Hawaii has something that will interest everyone in the family, Dahlgreen said.

Having enough attractions and activities to meet the interests of everyone in the family is key to making sure everyone in the family is happy during vacation, local families said.

That's also a lesson learned from past vacations or almost vacations for the Dahlgreens.

"We've made mistakes and gone camping with extended family, but we just suffered," Dahlgreen said.

Then there was the time Wendy Dahlgreen spent days planning a family trip to the Grand Canyon only to discover her family wasn't as keen on that idea as she was, especially her eldest son, Andy, who wasn't old enough at the time to rent an all-terrain vehicle.


So instead the family went to Cape Hatteras in North Carolina during the summer of 2004.

"After we were there two days, I just wasn't happy," Dahlgreen said. "Evidently, I'm not too much of a beach person."

But the vacation was saved when the family decided to drive their pickup truck, pulling a camper, to Cherokee on the other side of North Carolina by the Blue Ridge Mountains.

Dahlgreen enjoyed herself thanks to the hiking opportunities and the family had fun doing various outdoor activities.

Instead of trudging through what would make them miserable, the Dahlgreens cut their losses, made an unplanned change and struck it lucky.

With school out, summer is a popular time for family vacations.

AAA Mid-Atlantic estimated that 57 percent of U.S. households with children younger than 18 were traveling Memorial Day weekend with the kids, spokeswoman Ragina Averella said.

AAA projected that 38.3 million Americans would travel that holiday weekend.

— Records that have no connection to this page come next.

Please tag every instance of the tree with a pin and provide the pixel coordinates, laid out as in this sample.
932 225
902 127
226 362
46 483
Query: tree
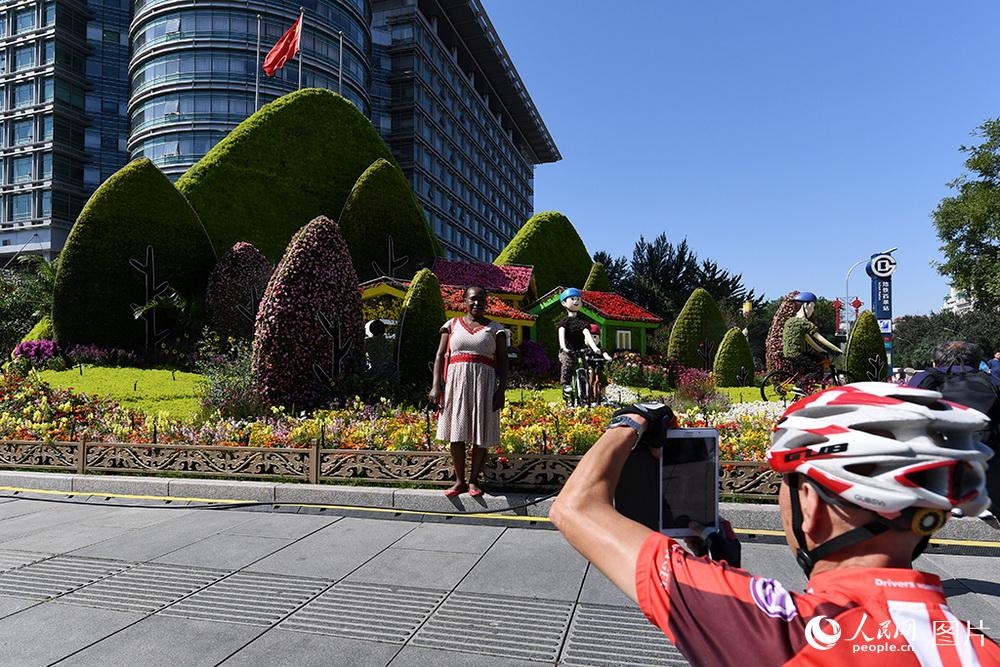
968 223
696 334
661 276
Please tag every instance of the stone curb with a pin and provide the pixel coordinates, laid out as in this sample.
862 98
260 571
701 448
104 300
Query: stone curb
745 516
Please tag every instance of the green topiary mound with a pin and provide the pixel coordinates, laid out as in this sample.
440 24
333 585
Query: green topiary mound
295 159
135 238
309 329
384 226
774 346
866 359
549 242
597 281
419 325
700 321
41 331
235 288
734 361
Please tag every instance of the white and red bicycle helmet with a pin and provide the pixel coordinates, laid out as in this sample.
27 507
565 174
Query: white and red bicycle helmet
905 454
886 448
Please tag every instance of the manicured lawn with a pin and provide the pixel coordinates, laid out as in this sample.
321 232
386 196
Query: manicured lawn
150 391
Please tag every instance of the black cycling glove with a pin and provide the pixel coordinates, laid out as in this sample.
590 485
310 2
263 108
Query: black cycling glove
659 418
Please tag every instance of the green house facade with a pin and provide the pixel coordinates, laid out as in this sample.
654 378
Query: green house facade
624 325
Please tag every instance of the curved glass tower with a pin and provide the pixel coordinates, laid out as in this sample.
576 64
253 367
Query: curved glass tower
194 64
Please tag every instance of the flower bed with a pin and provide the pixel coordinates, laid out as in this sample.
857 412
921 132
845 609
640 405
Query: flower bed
32 410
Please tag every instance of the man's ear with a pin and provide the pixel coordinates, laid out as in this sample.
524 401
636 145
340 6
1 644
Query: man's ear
813 516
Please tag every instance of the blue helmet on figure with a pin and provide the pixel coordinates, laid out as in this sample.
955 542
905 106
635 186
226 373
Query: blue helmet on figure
568 292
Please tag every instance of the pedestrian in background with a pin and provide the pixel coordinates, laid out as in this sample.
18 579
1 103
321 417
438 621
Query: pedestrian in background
470 379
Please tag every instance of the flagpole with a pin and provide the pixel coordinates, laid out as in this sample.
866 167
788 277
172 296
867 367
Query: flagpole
256 85
302 14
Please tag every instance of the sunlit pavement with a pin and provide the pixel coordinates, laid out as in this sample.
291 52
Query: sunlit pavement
102 585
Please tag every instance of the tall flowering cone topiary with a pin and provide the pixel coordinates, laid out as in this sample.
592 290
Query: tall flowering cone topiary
235 288
419 324
774 348
697 331
309 329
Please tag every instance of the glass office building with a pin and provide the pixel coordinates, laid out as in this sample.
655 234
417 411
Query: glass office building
194 64
62 115
458 118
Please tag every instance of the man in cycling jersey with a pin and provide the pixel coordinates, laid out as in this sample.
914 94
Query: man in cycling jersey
869 472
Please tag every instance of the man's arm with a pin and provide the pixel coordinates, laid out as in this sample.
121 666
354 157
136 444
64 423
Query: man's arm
586 517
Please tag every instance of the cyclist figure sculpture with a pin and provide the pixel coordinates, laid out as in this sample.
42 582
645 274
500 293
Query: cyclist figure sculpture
574 337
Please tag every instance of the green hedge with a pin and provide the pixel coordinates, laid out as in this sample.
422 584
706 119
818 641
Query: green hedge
597 281
104 268
549 243
866 359
699 321
419 324
384 226
309 331
41 331
295 159
734 361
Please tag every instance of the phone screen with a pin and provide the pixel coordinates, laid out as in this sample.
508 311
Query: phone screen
689 480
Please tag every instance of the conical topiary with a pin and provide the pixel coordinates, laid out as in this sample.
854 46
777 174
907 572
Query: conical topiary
309 328
697 331
419 329
597 281
384 226
295 159
734 361
549 243
774 347
866 358
136 239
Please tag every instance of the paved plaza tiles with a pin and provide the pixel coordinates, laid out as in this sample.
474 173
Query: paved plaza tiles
90 584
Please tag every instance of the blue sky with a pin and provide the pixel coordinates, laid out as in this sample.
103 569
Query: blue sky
785 140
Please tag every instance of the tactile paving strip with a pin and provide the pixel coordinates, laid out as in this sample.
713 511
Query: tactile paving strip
11 559
366 611
609 636
503 626
144 588
56 576
248 598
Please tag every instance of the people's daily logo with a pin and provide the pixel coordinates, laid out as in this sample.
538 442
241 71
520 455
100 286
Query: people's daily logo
818 637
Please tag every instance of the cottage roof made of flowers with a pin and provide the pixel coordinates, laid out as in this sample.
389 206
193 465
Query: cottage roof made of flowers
617 307
454 300
511 279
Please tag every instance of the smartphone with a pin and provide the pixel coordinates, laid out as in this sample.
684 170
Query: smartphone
689 480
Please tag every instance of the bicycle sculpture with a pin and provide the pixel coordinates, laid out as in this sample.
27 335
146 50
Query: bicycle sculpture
575 338
808 359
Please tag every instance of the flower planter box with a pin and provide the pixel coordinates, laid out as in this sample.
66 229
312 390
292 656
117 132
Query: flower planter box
312 464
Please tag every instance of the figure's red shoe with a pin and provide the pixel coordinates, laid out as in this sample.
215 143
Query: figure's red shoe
457 490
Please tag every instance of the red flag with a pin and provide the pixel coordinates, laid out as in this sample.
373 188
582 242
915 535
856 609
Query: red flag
284 50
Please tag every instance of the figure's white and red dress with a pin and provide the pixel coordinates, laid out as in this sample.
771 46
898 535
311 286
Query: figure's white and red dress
470 381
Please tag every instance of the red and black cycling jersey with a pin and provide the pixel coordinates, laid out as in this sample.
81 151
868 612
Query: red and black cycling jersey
718 615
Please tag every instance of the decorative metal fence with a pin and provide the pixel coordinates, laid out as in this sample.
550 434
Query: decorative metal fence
317 465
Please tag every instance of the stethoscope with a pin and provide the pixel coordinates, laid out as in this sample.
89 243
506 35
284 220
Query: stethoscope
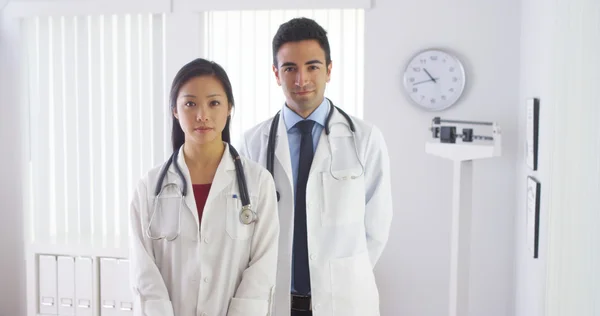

There is compromise with Hawaii.

Andy, now 18, gets to bring along his girlfriend - a concession Wendy and Marty Dahlgreen made because they wanted their oldest along on this family vacation. Last year he chose to get a summer job rather than accompany the family on a RV trip to Yellowstone National Park.

While the boys look forward to visiting Pearl Harbor and reading all the display information about the USS Arizona, they will accompany mom on a ocean kayak excursion to a nature preserve on a small island where they will share a picnic lunch and could spot sea turtles.

"I'm going to make them do that with me," said Wendy Dahlgreen, who isn't as excited as the men in the family about the Pearl Harbor visit.

For the Twigg family of Keedysville, planning a vacation means including fishing, Barb Twigg said.

While she and her husband, Andy, don't fish, all three of their sons enjoy it.

"They just need a pretty good watering hole. A beach is nice for that," Barb Twigg said.

Last year, the family went to Nags Head, N.C., where she could "do the beach thing," youngest son Matthew, now 9, fished from a pier and older sons Aaron and Nathan, now both 18, also went on a deep-sea fishing excursion.

Camping also is a popular choice for the family because all of them like the outdoors.

One thing they don't do anymore for an entire weekend is ski because Nathan lost interest in that activity.

So planning a trip with a destination that has something for everyone is a great way to make the entire family happy during vacation.

But, what if the family is visiting relatives so the destination isn't a debate?

There are still things that can be done to make the trip fun beyond seeing extended family, Averella said.

Involve the children in other activities that perhaps the family doesn't have time for during the school year, Averella said. This could include going to the movie theater or pool, playing miniature golf, visiting museums and amusement parks.

If families are renting a car for their trip, getting a spacious car can make the trip more comfortable for everyone, according to AAA. A rental car with a DVD player has the added bonus of helping to keep the kids amused.

Wendy Dahlgreen said when her family visited her mother-in-law in California six years ago, she did research ahead of time to find out what else was in the area. They ended up seeing an old gold town and mine and a railroad museum in Sacramento.

"Whoever is the vacation planner, they tend to look at that person like you're the travel agent and they expect you to have the answers," she said.